The glacier bear (Ursus americanus emmonsii) also known as the blue bear, is a subspecies of American black bear that has silver-blue or gray hair.
The glacier bear is endemic to Southeast Alaska along the seaward front of the Mount St. Elias Range, about Yakutat Bay, and southeast to Glacier Bay. They prefer forest and terrain with lots of vegetation, but can be found in urban areas.
The glacier bear’s habitat is dependent on the availability of food. They move between forest, meadows, streams, and mountains in search of food and shelter.
Glacier bears have most of the features of other types of black bears. The main difference is the color of the glacier bear’s fur. The fur can be silvery blue to grey. These colors are more common on the back and shoulder of the bear.

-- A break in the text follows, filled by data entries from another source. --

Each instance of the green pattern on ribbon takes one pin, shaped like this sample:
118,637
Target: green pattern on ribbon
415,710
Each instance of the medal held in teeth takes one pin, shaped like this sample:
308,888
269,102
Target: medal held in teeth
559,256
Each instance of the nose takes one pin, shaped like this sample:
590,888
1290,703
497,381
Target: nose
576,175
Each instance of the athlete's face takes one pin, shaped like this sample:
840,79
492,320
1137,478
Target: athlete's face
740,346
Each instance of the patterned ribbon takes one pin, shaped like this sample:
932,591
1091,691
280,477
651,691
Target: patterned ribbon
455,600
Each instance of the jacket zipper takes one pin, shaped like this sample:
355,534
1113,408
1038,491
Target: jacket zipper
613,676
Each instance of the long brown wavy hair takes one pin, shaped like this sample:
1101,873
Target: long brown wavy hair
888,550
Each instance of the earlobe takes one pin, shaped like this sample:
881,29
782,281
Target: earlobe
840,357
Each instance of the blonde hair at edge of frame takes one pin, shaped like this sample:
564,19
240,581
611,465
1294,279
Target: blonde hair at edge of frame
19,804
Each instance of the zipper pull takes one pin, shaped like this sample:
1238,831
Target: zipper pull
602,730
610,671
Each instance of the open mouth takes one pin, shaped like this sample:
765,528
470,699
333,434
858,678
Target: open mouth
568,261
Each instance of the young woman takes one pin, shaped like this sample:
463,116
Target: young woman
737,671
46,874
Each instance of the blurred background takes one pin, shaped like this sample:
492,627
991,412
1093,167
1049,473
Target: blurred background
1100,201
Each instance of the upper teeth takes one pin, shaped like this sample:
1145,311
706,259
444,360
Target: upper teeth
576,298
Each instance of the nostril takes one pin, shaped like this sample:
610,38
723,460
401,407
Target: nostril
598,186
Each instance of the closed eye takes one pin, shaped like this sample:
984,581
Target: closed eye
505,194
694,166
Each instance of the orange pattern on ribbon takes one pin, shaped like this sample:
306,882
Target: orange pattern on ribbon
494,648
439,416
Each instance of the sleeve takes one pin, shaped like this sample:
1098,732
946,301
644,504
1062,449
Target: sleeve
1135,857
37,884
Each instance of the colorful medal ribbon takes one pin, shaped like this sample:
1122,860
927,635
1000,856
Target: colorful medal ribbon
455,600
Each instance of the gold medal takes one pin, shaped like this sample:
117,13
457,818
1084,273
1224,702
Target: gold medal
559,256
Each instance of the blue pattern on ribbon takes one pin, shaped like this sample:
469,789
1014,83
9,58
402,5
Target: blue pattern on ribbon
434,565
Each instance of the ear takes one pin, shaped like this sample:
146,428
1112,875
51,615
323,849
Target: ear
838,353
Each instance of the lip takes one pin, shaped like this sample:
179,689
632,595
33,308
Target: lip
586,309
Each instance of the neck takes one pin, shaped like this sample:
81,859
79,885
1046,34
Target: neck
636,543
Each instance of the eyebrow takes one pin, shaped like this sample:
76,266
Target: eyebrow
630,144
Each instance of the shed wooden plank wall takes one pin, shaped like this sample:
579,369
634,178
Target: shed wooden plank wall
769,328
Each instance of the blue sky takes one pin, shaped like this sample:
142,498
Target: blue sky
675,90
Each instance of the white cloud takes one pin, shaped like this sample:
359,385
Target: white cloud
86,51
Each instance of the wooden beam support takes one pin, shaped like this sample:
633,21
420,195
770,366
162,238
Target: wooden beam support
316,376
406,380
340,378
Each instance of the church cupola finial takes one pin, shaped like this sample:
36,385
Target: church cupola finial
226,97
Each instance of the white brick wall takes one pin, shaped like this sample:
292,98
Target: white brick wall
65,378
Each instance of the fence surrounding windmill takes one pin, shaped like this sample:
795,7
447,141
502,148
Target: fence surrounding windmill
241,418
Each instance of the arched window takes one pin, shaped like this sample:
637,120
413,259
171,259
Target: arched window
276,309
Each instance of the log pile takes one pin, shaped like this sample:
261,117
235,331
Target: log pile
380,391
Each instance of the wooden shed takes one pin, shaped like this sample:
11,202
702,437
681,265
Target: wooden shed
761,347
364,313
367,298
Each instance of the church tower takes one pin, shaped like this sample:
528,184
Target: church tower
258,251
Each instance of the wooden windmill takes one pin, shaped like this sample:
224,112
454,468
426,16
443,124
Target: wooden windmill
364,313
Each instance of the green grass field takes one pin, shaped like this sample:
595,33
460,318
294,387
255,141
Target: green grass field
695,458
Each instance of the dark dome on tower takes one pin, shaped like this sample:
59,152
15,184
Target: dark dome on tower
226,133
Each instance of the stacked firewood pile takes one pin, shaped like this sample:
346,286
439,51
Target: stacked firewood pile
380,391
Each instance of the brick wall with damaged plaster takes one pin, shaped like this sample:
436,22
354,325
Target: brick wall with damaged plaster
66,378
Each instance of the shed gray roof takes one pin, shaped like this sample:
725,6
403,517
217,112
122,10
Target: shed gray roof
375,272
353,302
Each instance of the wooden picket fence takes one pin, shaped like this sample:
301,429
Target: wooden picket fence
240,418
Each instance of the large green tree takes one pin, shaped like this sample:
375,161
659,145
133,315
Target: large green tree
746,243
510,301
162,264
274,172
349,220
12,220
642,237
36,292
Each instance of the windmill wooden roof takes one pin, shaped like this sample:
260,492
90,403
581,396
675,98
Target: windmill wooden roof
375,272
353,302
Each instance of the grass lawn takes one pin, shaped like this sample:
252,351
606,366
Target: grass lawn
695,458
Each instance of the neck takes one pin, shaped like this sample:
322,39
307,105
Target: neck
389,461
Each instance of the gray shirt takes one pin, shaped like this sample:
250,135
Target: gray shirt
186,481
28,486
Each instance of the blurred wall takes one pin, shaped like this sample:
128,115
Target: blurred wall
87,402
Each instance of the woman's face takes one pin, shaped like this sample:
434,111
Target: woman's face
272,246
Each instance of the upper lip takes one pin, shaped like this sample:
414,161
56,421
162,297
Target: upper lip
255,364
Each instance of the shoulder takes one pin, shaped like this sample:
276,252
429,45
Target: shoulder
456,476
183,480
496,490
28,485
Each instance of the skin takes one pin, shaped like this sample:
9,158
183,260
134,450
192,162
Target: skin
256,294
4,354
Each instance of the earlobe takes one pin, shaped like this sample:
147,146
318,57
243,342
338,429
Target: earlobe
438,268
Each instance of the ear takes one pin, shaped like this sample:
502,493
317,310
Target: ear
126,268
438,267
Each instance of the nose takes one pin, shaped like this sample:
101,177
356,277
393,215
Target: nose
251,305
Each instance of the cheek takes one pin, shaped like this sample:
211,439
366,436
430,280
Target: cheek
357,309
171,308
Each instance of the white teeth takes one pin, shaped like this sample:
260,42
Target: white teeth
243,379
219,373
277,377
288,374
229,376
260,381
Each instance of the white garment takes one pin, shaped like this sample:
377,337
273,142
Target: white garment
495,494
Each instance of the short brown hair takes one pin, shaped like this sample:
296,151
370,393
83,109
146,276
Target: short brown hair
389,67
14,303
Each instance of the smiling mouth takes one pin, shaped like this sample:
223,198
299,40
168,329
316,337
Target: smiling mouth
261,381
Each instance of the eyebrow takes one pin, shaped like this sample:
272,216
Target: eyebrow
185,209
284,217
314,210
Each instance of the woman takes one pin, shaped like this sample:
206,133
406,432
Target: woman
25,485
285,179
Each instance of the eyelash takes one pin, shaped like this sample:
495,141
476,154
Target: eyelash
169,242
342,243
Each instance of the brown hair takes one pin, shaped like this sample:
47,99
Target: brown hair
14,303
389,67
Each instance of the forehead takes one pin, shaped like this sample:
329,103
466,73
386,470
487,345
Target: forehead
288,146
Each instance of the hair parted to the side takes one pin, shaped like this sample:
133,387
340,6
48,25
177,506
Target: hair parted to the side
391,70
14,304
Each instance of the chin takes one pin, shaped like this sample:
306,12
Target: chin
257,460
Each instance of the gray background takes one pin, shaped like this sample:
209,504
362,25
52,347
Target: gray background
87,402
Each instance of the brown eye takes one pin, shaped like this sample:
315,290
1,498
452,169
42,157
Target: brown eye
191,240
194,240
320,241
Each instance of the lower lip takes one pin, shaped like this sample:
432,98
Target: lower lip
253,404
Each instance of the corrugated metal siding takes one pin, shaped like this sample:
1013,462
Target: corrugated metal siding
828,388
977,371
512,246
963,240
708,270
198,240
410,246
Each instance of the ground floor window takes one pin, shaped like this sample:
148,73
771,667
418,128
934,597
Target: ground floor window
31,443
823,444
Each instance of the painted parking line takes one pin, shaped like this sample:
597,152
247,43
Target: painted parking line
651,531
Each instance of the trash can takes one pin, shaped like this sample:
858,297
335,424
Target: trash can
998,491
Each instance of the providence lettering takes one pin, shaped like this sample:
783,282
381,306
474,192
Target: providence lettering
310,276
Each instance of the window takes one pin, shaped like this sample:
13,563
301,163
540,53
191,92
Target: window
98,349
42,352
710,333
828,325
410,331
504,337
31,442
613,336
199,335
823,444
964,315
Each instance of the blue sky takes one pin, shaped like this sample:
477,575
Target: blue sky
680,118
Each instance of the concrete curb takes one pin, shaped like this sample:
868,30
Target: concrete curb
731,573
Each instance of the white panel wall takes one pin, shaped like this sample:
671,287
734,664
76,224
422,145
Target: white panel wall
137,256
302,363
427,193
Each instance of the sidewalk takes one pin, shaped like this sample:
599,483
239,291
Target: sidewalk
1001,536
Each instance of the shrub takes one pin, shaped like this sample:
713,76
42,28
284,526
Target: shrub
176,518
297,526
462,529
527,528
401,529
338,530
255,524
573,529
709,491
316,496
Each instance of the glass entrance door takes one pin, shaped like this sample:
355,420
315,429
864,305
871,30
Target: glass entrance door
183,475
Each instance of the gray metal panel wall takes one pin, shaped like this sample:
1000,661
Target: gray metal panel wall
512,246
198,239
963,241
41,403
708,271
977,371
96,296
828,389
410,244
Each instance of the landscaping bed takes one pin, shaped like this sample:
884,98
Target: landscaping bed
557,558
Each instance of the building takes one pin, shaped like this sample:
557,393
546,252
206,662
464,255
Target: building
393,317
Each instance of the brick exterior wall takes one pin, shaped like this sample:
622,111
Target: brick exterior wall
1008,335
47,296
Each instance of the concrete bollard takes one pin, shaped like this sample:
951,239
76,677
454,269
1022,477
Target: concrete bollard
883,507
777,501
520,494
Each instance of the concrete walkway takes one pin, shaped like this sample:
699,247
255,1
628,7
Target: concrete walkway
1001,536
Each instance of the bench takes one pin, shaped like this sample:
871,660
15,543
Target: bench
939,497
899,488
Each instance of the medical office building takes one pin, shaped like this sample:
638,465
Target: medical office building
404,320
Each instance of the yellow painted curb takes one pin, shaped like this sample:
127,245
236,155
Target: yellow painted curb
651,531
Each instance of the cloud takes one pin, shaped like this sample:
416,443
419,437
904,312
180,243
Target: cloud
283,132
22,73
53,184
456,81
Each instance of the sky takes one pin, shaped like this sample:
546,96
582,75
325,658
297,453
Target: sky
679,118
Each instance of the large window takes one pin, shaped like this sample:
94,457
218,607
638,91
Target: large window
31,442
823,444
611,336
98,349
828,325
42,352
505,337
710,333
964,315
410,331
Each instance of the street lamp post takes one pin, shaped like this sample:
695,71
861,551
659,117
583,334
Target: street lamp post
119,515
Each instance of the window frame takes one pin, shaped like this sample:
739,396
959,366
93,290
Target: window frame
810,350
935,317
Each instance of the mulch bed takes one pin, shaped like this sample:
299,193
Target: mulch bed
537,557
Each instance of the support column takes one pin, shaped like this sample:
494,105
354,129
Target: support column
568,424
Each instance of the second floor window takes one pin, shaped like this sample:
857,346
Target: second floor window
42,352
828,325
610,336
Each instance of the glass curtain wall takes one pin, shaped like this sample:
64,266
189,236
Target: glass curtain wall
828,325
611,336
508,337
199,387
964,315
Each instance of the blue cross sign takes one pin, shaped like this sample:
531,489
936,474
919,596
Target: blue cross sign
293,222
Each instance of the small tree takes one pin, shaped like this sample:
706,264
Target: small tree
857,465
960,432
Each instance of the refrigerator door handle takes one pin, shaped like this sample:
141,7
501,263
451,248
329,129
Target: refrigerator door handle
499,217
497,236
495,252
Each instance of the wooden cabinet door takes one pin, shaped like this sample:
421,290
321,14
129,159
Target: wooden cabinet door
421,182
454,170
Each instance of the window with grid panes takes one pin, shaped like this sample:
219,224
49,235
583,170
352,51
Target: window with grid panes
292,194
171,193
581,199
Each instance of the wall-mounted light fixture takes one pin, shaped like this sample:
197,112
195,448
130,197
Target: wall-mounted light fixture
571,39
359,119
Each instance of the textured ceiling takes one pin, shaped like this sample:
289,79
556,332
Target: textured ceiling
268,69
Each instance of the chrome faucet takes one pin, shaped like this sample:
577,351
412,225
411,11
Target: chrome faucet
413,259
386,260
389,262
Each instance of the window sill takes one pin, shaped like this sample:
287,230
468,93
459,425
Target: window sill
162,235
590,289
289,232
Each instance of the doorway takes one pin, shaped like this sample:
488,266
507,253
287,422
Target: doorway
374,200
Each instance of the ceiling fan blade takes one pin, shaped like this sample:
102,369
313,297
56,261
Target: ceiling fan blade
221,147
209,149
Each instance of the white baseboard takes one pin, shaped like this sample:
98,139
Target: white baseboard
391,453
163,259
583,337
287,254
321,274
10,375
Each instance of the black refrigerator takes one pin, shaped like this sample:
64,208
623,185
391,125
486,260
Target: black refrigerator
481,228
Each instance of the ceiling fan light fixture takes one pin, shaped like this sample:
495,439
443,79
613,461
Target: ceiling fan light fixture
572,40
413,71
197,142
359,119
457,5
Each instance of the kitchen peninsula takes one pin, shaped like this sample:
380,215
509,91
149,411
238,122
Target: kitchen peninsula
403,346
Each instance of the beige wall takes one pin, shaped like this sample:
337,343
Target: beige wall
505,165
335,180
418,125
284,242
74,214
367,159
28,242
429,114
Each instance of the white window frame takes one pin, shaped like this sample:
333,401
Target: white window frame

The stomach area and legs are usually darker in color.
The glacier bear is an omnivorous mammal. They eat young plants, roots, and salmon. Blueberries, salmonberries, raspberries, and cranberries are also part of the bear’s diet. They use their claws to dig up mice, ground squirrels, and marmots from their burrows.
Female glacier bears are able to reproduce between the ages of 3-5 years and onward. Mating takes place between June and July. Their gestation lasts for about 365 days. Cubs are born in January or February. The cubs will remain with their mother for about one and a half years, during which time she will not become pregnant again.
Due to interbreeding, it is likely that the rare color of the glacier bear will no longer occur. This is because glacier bears are no longer an isolated species and are now mating with other black bears in the area. The increasing presence of humans within the bears’ range and risk of increased numbers of bears being killed by hunters are also threats to the bear’s existence.
Interesting Facts About Glacier Bears
- Glacier bears move into their dens in early winter, which can be an overturned tree, a rock ledge, or a cave.
- The hibernation period is long, sometimes exceeding six months.
- The average life expectancy of glacier bears in the wild is estimated to be between 20 and 30 years.